Scale and Cultural Analytics - Daniel Kessler
1. Scale: The Law of Large Numbers I am particularly interested in the means by which we can aggregate and assess large bodies of humanistic data at-scale. As mentioned in this section, “the humanities have historically been the province of close analysis of limited data sets,” but with larger datasets becoming more widely accessible, we can now ask new questions of our data, looking at large-scale trends and themes (narrative-form data, in which I am most fascinated, now also takes new forms in tweets, video game recordings, and other content that is shared in any number of peer-to-peer forums). Furthermore, I am primarily interested in theories that can be proven, and it can be challenging to prove the generalizability of a theory when your dataset is limited, perhaps especially in the humanities. “The Law of Large Numbers” introduces another unique aspect of this problem: what does an experiment look like in the humanities? How can we test humanistic research artefacts and subjects, such that we have quantitative findings that can be clearly proven or disproven? In social science experiments, we often try to evaluate whether a human being will behave differently when their environments or contexts are altered just so. But to test the means by which variables in the equation of a humanistic artefact affect its “outcomes,” would we not have to fabricate new artefacts which do, or don’t, include specific components, and observe the differences in their effects? In any case, and as this section makes clear, new research and design paradigms, and expectations, are required when analyzing humanistic data at scale, and in doing so, we can ask and answer new kinds of questions that tell us more about the “behaviors” of such subjects, so to speak, on the scale of societies and civilizations and across large periods of time.

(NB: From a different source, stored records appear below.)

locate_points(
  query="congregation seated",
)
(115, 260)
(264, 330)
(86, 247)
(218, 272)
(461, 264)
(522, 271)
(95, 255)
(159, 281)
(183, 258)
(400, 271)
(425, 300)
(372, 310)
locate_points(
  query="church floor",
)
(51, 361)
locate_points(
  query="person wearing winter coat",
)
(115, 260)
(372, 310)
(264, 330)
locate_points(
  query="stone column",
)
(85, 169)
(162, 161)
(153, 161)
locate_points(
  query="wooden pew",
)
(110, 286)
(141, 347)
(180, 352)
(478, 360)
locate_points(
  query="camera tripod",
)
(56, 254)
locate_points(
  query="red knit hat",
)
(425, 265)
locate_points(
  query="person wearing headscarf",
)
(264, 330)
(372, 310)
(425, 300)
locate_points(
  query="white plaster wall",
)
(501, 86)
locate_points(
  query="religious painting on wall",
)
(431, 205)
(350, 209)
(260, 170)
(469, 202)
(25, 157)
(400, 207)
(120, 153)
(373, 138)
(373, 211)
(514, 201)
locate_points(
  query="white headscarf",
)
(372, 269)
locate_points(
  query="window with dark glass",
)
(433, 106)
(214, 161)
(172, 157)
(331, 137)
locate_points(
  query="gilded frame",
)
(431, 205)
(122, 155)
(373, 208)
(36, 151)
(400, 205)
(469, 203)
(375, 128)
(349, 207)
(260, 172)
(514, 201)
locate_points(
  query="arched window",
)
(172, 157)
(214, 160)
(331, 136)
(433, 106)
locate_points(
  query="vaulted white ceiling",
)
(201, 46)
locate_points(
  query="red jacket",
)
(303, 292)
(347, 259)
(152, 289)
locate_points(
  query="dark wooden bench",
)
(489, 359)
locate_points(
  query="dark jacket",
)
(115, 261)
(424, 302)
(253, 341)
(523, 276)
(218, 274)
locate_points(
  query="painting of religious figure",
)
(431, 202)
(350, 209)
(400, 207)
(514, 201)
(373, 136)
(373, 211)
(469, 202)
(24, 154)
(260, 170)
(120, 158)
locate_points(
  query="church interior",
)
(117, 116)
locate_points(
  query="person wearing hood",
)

2. Cultural Analytics, Aggregation, and Data-Mining Data mining and aggregation, in this case, appear to encompass an initial stage of data acquisition and cleaning (and filtering, through applying unique parameters, to pre-select only data that contain variables useful to our inquiry). The displaying of these data can make clear relationships that wouldn’t be able to be seen without its visualization—making this an important step in the analysis of these data, and in a sense making this a part of formal data analysis although it is also a part of data collection. But the “final” stage in this process, cultural analytics, is particularly interesting in that it uses computational tools (e.g., topic modeling, term frequency analysis) in ways that are not traditionally used in humanistic content. Of note, and as mentioned here, the benefit of these approaches is not that they are large-scale, but that they are large-scale and can be combined with “close reading” approaches to gain a more holistic view of the content being studied. Some observations will only be made when content is evaluated at-scale, while others will naturally be observed (more subjectively) in close analysis. These processes are made synergistic through the acquisition and cleaning of structured data that observes both patterns and individual cases of interest.